MT: Who is your favorite writer? What is/are your favorite book(s)?
IS: All time favorite? Very difficult, a list inevitably colored by
childhood. The only criterion is that these are books I have loved. The
choice is from:
- Laurence Sterne, Tristram Shandy
- Jane Austen, Pride and Prejudice
- Charles Dickens, Hard Times
- Henry Mayhew, London Labour and the London Poor
- Rudyard Kipling, The Jungle Books
- Dion Clayton Calthrop, The Guide to Fairyland
- H. G. Wells, Tono-Bungay
- John Buchan, Witch Wood
- Mulk Raj Anand, Untouchable
- George Orwell, Animal Farm
- Don Marquis, The Annotated Archy and Mehitabel
- Lawrence Durrell, The Alexandria Quartet
- Henry Miller, Tropic of Cancer
- Mikhail Bulgakov, The Master and Margarita
- Saadat Hasan Manto, every short story he ever wrote
- John Steinbeck, Tortilla Flat
- J. R. R. Tolkien, The Lord of the Rings
- William Golding, Pincher Martin
- Vladimir Nabokov, Ada
- Nikos Kazantzakis, The Odyssey: A Modern Sequel
- Gerald Durrell, My Family and Other Animals
- Terry Southern, Blue Movie
- Hunter S. Thompson, Fear and Loathing in Las Vegas
- Susan Wills Goss, Memory's Dancer
- Iris Murdoch, The Sea, the Sea
- Paul Scott, Staying On
- Umberto Eco, Foucault's Pendulum
- Salman Rushdie, Midnight's Children
- Julian Barnes, Flaubert's Parrot
- Kazuo Ishiguro, The Unconsoled
- Annie Proulx, The Shipping News
- Richard Flanagan, Gould's Book of Fish
I hate to choose, but if forced, I'll say Lawrence Durrell.

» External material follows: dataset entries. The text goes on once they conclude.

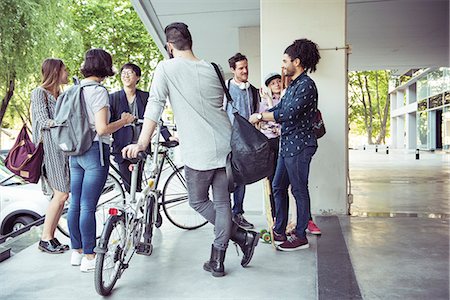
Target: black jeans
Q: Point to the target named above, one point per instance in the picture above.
(293, 171)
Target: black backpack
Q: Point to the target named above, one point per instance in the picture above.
(251, 157)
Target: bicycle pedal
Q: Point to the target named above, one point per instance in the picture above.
(144, 249)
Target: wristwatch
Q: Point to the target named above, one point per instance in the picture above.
(259, 116)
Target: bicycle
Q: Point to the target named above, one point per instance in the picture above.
(173, 198)
(129, 229)
(112, 192)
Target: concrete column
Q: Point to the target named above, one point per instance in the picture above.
(400, 99)
(324, 23)
(393, 99)
(394, 141)
(400, 132)
(411, 131)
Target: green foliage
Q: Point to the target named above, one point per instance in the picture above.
(114, 26)
(32, 30)
(368, 97)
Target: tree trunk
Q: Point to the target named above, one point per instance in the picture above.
(368, 110)
(6, 99)
(383, 121)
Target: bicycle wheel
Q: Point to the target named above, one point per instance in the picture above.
(110, 255)
(176, 205)
(112, 192)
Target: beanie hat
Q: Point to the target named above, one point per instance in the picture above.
(270, 77)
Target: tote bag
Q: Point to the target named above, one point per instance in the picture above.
(251, 157)
(25, 159)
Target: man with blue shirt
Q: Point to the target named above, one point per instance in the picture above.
(246, 102)
(298, 142)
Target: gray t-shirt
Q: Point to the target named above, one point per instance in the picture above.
(196, 97)
(96, 98)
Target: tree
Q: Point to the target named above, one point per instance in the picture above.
(369, 104)
(30, 31)
(115, 26)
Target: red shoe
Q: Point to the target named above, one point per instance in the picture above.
(294, 243)
(312, 228)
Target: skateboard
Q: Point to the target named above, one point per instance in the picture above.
(267, 234)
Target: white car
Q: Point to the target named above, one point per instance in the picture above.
(20, 203)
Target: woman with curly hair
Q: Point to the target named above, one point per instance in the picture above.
(298, 142)
(55, 175)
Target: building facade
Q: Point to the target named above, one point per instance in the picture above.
(420, 111)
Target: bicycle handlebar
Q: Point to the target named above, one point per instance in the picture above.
(142, 155)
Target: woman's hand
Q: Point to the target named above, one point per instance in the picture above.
(127, 117)
(132, 150)
(254, 118)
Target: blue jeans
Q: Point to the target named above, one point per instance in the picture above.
(238, 200)
(87, 179)
(218, 210)
(294, 171)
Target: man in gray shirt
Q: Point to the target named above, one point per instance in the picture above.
(196, 97)
(245, 102)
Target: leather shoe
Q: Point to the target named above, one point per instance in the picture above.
(62, 246)
(50, 247)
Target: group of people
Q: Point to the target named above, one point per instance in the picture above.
(204, 132)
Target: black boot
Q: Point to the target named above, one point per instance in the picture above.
(247, 241)
(215, 263)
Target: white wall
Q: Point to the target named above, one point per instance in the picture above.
(411, 132)
(324, 23)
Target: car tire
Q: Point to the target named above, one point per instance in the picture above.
(21, 222)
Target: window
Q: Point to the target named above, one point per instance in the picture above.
(435, 101)
(422, 130)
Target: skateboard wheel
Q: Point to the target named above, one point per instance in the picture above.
(266, 237)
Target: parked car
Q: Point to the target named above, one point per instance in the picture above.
(20, 203)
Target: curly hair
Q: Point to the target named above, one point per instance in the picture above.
(306, 51)
(235, 58)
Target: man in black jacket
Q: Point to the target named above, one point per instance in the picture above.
(132, 100)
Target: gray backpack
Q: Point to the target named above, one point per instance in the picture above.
(72, 132)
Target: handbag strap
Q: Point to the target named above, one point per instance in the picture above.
(222, 82)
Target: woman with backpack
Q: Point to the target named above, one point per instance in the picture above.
(89, 170)
(55, 175)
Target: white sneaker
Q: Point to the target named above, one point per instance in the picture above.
(87, 265)
(75, 259)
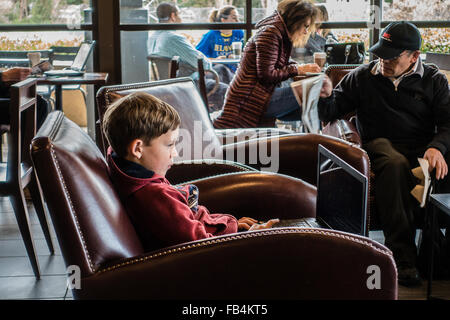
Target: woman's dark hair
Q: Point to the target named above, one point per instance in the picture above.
(164, 10)
(297, 12)
(323, 14)
(223, 13)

His work is not
to everyone's taste, but he was a writer's writer and had lived a very romantic,
literary life, ending up in the south of France, not far from where we now live.
Nearly thirty years ago, Vickie and I backpacked around France in a sort of
homage. I carried a portable typewriter and recall tapping away on a table under
a tree with ripe plums splatting all around, smoldering Gitane and glass of wine
to hand. I felt like a real writer, just like Larry Durrell.
MT: Do you have any tips for the aspiring writer?
IS: Work hard and don't give up. Don't be discouraged if you can't find an
agent or a publisher. The Internet is changing things. There are now many more
ways to find a readership. Believe in your characters, and write for the sheer
joy of it. I have some stuff for writers on my Web site, www.indrasinha.com,
plus an even longer list of classic fiction.
MT: Anything else you would like to say?
IS: Buy Animal's People, or Animal will get you.